Benzodiazepínicos não são indicados de rotina, pois não há evidências claras de benefício [29]. O uso pode ser considerado nos pacientes com ansiedade intensa. Há risco de hipoventilação quando associados com opioides.
Náuseas e Vômitos
Existem muitas explicações fisiopatológicas para náuseas e vômitos. Não há evidência de que o tratamento baseado na fisiopatologia inferida seja melhor do que o tratamento empírico. Apesar disso, esse tipo de raciocínio frequentemente guia as opiniões dos especialistas.
A figura 1 resume os complexos mecanismos por trás desse sintoma. Os receptores associados às náuseas e vômitos são principalmente os seguintes: dopaminérgico, serotoninérgico (5 HT3), NK1, colinérgico muscarínico e de histamina. Além disso, receptores canabinoides agem inibindo o vômito [30]. Náuseas parecem ser causadas por vias diferentes dos vômitos, assim, nem sempre um medicamento que trata vômitos consegue controlar bem as náuseas.

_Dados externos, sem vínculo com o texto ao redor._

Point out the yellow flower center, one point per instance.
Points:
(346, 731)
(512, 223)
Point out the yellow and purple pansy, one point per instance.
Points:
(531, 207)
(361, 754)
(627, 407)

Veja agora algumas recomendações para situações clínicas específicas em que há diretrizes de sociedades! A tabela 5 indica os principais antieméticos por grupos farmacológicos.
Para náuseas e vômitos induzidos por quimioterapia, drogas antagonistas dos receptores 5-HT3 (ex.: ondansetrona) e NK1 (ex.: aprepitanto) são as preferidas [31]. Essas medicações podem ser associadas à olanzapina e corticoides como estratégia adicional de controle do sintoma [32]. Quando as náuseas são causadas por radioterapia, drogas antagonistas 5-HT3 e antidopaminérgicas (ex.: metoclopramida, haloperidol) devem ser escolhidas [33].
Segundo o Multinational Association of Supportive Care in Cancer (MASCC), os antieméticos de primeira linha para pacientes com câncer avançado são a metoclopramida e o haloperidol, seguidos de olanzapina como segunda escolha [34].
Canabinoides são opção nos casos refratários às terapias iniciais, principalmente após quimioterapia [35]. A Sociedade Americana de Oncologia Clínica (ASCO) ainda considera as evidências insuficientes para a prescrição de canabinoides para prevenção das náuseas induzidas por quimioterapia [36].
Para náuseas ocasionadas pelo movimento, anti-histamínicos (ex.: meclizina) e anticolinérgicos (ex.: escopolamina) são as drogas de escolha.
Dispepsia, gastroparesia e constipação podem causar ou agravar náuseas e vômitos e devem ser sempre pesquisados.
Existem muitas situações com tratamentos específicos e não é possível mencionar todas na revisão. Resumimos na tabela 6 as sugestões da Academia Americana de Medicina da Família para tratamento de náuseas e vômitos em diferentes cenários [37].